Last night, at midnight, I realised the baby's screaming was not just him being unsettled and I threw a coat over my pyjamas, threw a jacket over him, threw him into the car and drove him to the 24 hour medical centre.
I suppose in those circumstances people wouldn't be too harsh on me for wearing my pyjamas in public, but I have to say that even there, in the middle of plenty of other people shuffling around in their nightclothes, I did regret not throwing on some ordinary clothes in which to be seen.

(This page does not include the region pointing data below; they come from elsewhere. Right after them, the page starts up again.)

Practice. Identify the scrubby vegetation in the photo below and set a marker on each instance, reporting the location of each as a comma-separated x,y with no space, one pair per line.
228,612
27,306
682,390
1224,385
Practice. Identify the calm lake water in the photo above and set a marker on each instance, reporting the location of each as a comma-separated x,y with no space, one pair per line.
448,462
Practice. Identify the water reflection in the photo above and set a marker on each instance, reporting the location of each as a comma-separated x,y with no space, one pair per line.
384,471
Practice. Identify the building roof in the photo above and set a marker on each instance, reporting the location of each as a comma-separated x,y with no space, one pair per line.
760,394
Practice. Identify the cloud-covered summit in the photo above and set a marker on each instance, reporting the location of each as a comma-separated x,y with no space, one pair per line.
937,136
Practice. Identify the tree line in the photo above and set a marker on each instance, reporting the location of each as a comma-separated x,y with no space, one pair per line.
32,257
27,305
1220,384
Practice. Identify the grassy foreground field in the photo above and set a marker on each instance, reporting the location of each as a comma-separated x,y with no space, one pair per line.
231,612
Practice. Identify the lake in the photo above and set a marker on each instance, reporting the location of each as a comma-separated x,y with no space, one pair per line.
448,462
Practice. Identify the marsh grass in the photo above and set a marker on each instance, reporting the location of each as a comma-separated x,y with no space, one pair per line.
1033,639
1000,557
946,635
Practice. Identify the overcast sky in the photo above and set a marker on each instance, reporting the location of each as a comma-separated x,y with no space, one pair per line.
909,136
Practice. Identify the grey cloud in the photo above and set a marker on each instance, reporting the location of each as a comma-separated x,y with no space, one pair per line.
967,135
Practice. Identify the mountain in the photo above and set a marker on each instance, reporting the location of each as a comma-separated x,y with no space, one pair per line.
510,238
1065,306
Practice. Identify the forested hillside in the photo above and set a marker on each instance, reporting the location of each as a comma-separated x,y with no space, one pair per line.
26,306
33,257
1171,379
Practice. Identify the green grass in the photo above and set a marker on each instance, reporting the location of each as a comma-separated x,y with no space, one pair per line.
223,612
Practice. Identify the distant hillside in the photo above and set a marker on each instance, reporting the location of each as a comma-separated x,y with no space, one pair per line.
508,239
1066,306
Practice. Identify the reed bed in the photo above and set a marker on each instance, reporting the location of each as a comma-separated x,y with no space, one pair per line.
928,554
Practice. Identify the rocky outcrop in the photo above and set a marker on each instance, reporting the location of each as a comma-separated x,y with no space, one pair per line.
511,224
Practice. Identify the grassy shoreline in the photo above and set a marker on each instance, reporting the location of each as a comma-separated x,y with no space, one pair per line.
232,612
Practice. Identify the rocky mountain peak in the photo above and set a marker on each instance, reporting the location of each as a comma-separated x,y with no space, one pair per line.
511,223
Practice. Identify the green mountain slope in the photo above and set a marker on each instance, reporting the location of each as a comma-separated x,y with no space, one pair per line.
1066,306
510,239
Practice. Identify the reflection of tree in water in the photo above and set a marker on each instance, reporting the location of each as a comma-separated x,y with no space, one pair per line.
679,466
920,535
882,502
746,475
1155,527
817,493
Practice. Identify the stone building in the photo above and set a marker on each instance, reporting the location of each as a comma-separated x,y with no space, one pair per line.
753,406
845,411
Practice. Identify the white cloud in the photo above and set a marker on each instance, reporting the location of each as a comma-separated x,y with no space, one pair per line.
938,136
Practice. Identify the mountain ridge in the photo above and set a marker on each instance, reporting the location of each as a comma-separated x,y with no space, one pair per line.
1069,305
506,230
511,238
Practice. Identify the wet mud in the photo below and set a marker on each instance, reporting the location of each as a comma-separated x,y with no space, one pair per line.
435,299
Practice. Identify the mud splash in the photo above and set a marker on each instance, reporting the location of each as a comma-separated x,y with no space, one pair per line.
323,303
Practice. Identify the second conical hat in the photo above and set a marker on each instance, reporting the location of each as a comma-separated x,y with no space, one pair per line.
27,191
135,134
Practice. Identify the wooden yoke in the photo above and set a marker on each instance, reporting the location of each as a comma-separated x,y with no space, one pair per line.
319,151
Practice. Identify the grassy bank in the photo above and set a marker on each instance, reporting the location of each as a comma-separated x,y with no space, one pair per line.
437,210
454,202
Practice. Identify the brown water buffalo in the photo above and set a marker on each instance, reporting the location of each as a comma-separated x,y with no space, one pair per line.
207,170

I particularly had cause to regret it when the baby - who is currently pulling himself up to stand - caught me unawares by pulling on my pyjama pants so hard they reached my knees before I could stop him, giving the poor sick, indelicate people in the waiting room a sight that would no doubt have made them feel a lot worse.
The truth is that I fit neatly into the anti-pyjama-in-public brigade currently at war with those more relaxed types in Gisborne. I am one of those anally retentive people who prefer that people didn't slum around in their pyjamas all day long, because it looks slovenly, it smells weird, and it's a bad example to be setting for the kids. I really can't conceive of jumping in the car and visiting the supermarket in them; that's really making a statement, surely.
But in saying that, I am a total hypocrite. Living right next door to a bakery and a dairy, I am often seen early in the morning sneaking back and forth between the three places with milk, paper and bread, wearing the clothes I've been wearing all night. It's frequently well into the morning before I can get out of my pyjamas; there's usually lunches and breakfasts and other multitudinous tasks to be performed first, and precious little time for proper clothes and war paint.